The natural characterization of the claim is as one for the consequences of fraudulent advertising. Suppose that smoking cigarettes were so addictive that if a person smoked a single cigarette, he would be hooked for life; nothing could break him of the habit. And suppose that, knowing this, and knowing that no one would smoke his first cigarette who knew how addictive cigarette smoking is, cigarette manufacturers advertised cigarettes as being nonaddictive, or, knowing that people like Mr. Kirksey didn't realize that cigarettes were addictive, kept mum and by doing so enticed them to take the fatal first step. Suppose further that the addictive properties of cigarettes were not natural to tobacco or to the process of manufacturing cigarettes, but were added by the manufacturers surreptitiously during the process. In combination with the false advertising and the misleading silence, this would be a fraudulent device for getting people to buy more cigarettes. More precisely, it would be a component of the overall fraud, since unless the addictive properties of the product were denied or concealed, no one would buy cigarettes.
So characterized, the plaintiff's claim falls into a familiar tort category, that of fraud or deceit, cf. In re Witt, 145 Ill.2d 380, 164 Ill.Dec. 610, 583 N.E.2d 526, 531 (1991); United States v. Dial, 757 F.2d 163, 168 (7th Cir.1985), but it is a category that in the cigarette area has, though to an uncertain degree, been preempted by the federal cigarette labeling and advertising law. See Cigarette Labeling and Advertising Act, § 5(b), 15 U.S.C. § 1334(b); Cipollone v. Liggett Group, 505 U.S. 504, 527-29, 112 S.Ct. 2608, 120 L.Ed.2d 407 (1992) (plurality opinion); Allgood v.
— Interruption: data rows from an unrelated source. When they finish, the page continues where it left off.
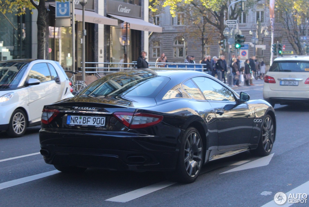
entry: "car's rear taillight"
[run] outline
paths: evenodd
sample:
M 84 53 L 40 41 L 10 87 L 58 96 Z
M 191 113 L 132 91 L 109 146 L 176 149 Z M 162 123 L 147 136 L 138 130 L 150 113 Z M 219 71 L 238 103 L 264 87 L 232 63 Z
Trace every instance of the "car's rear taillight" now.
M 113 115 L 129 129 L 139 129 L 154 126 L 159 124 L 163 116 L 143 113 L 117 112 Z
M 48 124 L 60 112 L 58 109 L 43 108 L 42 112 L 41 122 L 44 124 Z
M 268 83 L 275 83 L 276 81 L 275 79 L 273 77 L 269 75 L 265 75 L 264 78 L 264 82 Z

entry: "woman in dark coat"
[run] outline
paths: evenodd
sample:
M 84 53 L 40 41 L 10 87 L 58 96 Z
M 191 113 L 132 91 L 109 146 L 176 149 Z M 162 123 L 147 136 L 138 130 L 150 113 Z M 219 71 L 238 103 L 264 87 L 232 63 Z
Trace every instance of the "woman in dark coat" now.
M 247 86 L 250 86 L 251 85 L 249 84 L 249 78 L 251 79 L 251 73 L 250 71 L 251 67 L 249 64 L 249 59 L 246 60 L 245 61 L 245 71 L 243 74 L 244 78 L 245 78 L 245 83 Z

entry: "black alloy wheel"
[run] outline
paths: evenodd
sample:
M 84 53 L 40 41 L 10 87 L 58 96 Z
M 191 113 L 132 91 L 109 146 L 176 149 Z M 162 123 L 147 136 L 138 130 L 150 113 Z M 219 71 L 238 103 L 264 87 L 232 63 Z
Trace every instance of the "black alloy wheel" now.
M 189 183 L 196 179 L 202 168 L 202 139 L 196 129 L 191 127 L 184 133 L 181 141 L 176 169 L 172 177 L 169 178 L 181 182 Z
M 24 135 L 27 127 L 27 121 L 25 112 L 22 110 L 16 109 L 11 117 L 6 133 L 11 137 L 19 137 Z
M 262 125 L 261 135 L 257 148 L 251 152 L 260 156 L 269 155 L 275 141 L 275 127 L 271 117 L 267 115 Z

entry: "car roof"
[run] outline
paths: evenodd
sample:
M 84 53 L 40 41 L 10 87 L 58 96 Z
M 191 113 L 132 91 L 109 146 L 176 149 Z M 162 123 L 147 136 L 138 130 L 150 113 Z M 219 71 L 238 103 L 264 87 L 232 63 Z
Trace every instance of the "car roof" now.
M 153 72 L 155 73 L 157 75 L 166 77 L 170 77 L 173 75 L 176 74 L 177 74 L 177 75 L 183 75 L 184 77 L 189 77 L 192 75 L 196 75 L 198 74 L 200 75 L 205 75 L 205 74 L 204 73 L 196 71 L 180 70 L 174 69 L 157 69 L 156 68 L 128 70 L 124 72 L 125 73 L 126 72 L 129 74 L 132 74 L 133 72 L 136 72 L 138 74 L 139 72 L 141 73 L 145 72 Z M 123 73 L 124 71 L 122 71 L 120 72 Z
M 290 55 L 283 56 L 277 58 L 274 61 L 288 61 L 290 60 L 298 60 L 309 61 L 309 56 L 308 55 Z

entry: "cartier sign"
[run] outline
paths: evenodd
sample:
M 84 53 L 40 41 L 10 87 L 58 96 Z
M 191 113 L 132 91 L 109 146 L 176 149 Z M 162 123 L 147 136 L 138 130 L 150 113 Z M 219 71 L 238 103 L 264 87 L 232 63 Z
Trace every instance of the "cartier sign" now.
M 141 18 L 140 6 L 112 0 L 108 0 L 107 6 L 108 14 Z

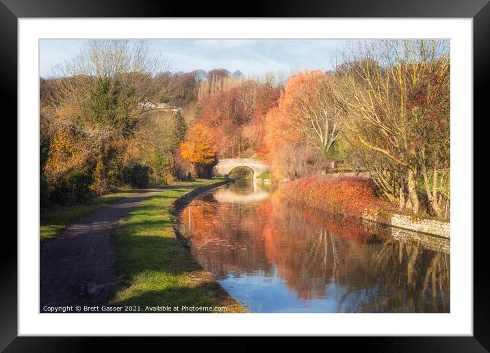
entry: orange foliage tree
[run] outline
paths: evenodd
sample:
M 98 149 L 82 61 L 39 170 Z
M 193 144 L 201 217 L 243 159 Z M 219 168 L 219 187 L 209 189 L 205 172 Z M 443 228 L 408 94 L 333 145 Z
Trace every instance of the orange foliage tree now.
M 187 140 L 180 145 L 182 157 L 190 163 L 191 173 L 197 176 L 196 166 L 212 164 L 218 151 L 209 129 L 203 124 L 194 125 Z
R.J. Reynolds Tobacco Co., 80 F.3d 168, 171 (5th Cir.1996). The plaintiff tries to skirt this pit by intimating that a new tort should be recognized for making food or related products addictive. But this doesn't make any sense without deception, and so we return to the possibly preempted fraud theory. Suppose that some people are doughnut addicts because they cannot resist food rich in sugar, even though it is bad for them, or at least for their physical health. Since sugar, and even doughnuts, are legal substances, the manufacturer could not be accused of wrongdoing if he advertised his doughnuts, even though by doing so he might be causing harm to some people's health. It might be different if he had jiggered the doughnut recipe to make it even more addictive than normal and failed to disclose this fact, though we cannot find any case adopting such a liability theory. But, good or bad, this too would be a fraud theory, and if the product were cigarettes rather than doughnuts the theory might well be preempted by federal law.
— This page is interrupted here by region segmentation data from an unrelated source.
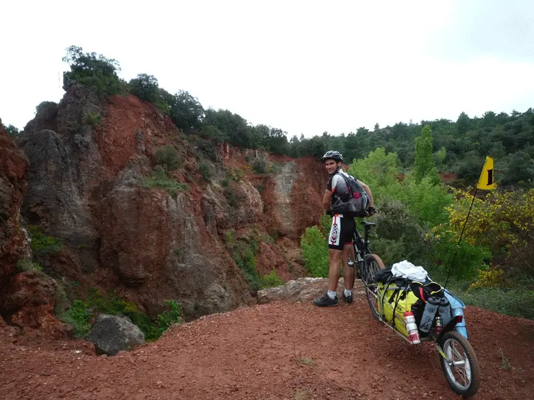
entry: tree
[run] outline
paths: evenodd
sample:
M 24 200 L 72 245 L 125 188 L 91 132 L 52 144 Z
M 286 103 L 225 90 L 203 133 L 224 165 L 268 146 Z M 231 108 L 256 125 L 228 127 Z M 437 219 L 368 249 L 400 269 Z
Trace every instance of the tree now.
M 458 117 L 458 120 L 456 121 L 456 129 L 458 131 L 458 133 L 463 135 L 469 130 L 469 126 L 471 123 L 471 120 L 469 116 L 464 112 L 460 114 Z
M 417 182 L 435 168 L 432 158 L 432 129 L 430 125 L 425 125 L 421 131 L 421 135 L 416 138 L 415 176 Z
M 199 99 L 192 96 L 189 92 L 179 90 L 173 98 L 170 116 L 175 124 L 180 129 L 186 131 L 199 129 L 202 126 L 204 107 Z
M 117 76 L 118 62 L 96 53 L 84 53 L 81 47 L 71 46 L 62 61 L 68 64 L 71 71 L 63 72 L 63 89 L 72 81 L 92 90 L 101 97 L 115 94 L 124 88 Z
M 2 124 L 2 126 L 4 127 L 4 129 L 8 131 L 8 133 L 10 134 L 10 136 L 12 137 L 16 137 L 18 136 L 18 134 L 20 133 L 20 131 L 18 131 L 18 129 L 10 124 L 7 126 Z
M 154 75 L 138 74 L 129 81 L 130 93 L 153 104 L 160 99 L 160 85 Z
Some states, though not Illinois (not yet anyway), Barry Gilberg, Ltd. v. Craftex Corp., 665 F.Supp. 585, 596-97 (N.D.Ill.1987), recognize an animal called a "prima facie tort," a catchall for harmful intentional misconduct that eludes the familiar categories. See, e.g., Schmitz v. Smentowski, 109 N.M. 386, 785 P.2d 726, 733-36 (1990); Board of Education v. Farmingdale Classroom Teachers Ass'n, Inc., 38 N.Y.2d 397, 380 N.Y.S.2d 635, 343 N.E.2d 278, 284 (1975); Restatement (Second) of Torts § 870 (1979). But if one thing is certain, it is that if a particular state-law tort is preempted by federal law, it cannot be resuscitated by being given a new name. Allis-Chalmers Corp. v. Lueck, 471 U.S. 202, 105 S.Ct. 1904, 85 L.Ed.2d 206 (1985); Leu v. Norfolk & Western Ry., 820 F.2d 825, 830 (7th Cir.1987); Brown v. Missouri Pacific R.R., 720 S.W.2d 357, 361-62 (Mo.1986).
We are straying from the main point, which is not that the plaintiff has failed to identify a legal basis for her claim, and not even that she has failed to try to do so in this court; it is that by failing to respond responsively to the motion to dismiss--by standing on her complaint as if, provided only that it complied with the formal requirements of Rule 8(a)(2), it was the last piece of paper she would have to file in the district court--she forfeited her right to continue litigating her claim.